Question: isn't a map of an uncharted world an oxymoron?

a map is a chart.  To be uncharted, is to be unmapped.

Once you map it, it is no longer uncharted.


----------



## Vascant (Jan 23, 2012)

Janx said:


> nice maps.
> 
> Question: isn't a map of an uncharted world an oxymoron?
> 
> ...



Depends on if you limit the meaning of uncharted to just maps, also can be used to describe something that has not been investigated as well.  Further, just because 1 person has a map does not mean everyone knows whats on the map.  So for players it can still be uncharted 

The basic idea for me is simple, I want to run an underdark campaign and felt it was better served with a vast underdark map rather then just bouncing players from one dungeon to the next with minimal flavor in between.


----------



## Vascant (Jan 30, 2012)

I needed to catch up the campaign map to the current map panel, even though map panel #22 is released I have finished up to map panel #25 so it shows a few panels you can't download yet.  I like to be a few weeks ahead of schedule so allows room for when things take up real life unexpectedly.

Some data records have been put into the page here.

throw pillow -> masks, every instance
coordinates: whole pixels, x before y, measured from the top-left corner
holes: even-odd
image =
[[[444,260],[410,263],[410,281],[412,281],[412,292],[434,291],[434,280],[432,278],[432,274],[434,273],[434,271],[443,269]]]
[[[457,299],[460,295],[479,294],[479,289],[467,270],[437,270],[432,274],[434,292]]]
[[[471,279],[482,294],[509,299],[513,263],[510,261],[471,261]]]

I am still figuring out which direction I will be moving, either north to the small community that lives in the spires above the lake or southeast to the drow city.

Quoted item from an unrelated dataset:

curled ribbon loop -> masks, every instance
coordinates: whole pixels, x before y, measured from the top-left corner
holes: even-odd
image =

You can download full versions of all the maps on the site but be warned, the full campaign map is 18 inches by 24 inches.


----------



## Vascant (Feb 24, 2012)

This is the first map panel release for Campaign Map #4, the goal for these 9 panels is to provide the base for lengthy exploring of long winding passage ways and small cluster of rooms or alcoves.  These maps should provide countless sessions of underdark fun for any group.

I have also started working on creating Dungeon Tiles of the same personality of the Lake of Spires maps and have the first three sets available on the site to download for free.


----------



## Vascant (Mar 3, 2012)

This is map panel #2 for Campaign Map #4, the goal of CM #4 is to provide DM's with over 200 rooms of adventure goodness.  This map panel puts the count to 61, with small areas broken up so your adventures can wander around exploring passages ways hoping to find the right one.


----------



## Alok Silverspear (Mar 21, 2017)

Hi mate did you ever work on that forest area map you mentioned?


----------



## Hussar (Mar 22, 2017)

Boo, threadomancy. 

Yay, excellent thread to raise from the dead.

Boo, dead link to the site.  

Anyone know where this project might reside?


----------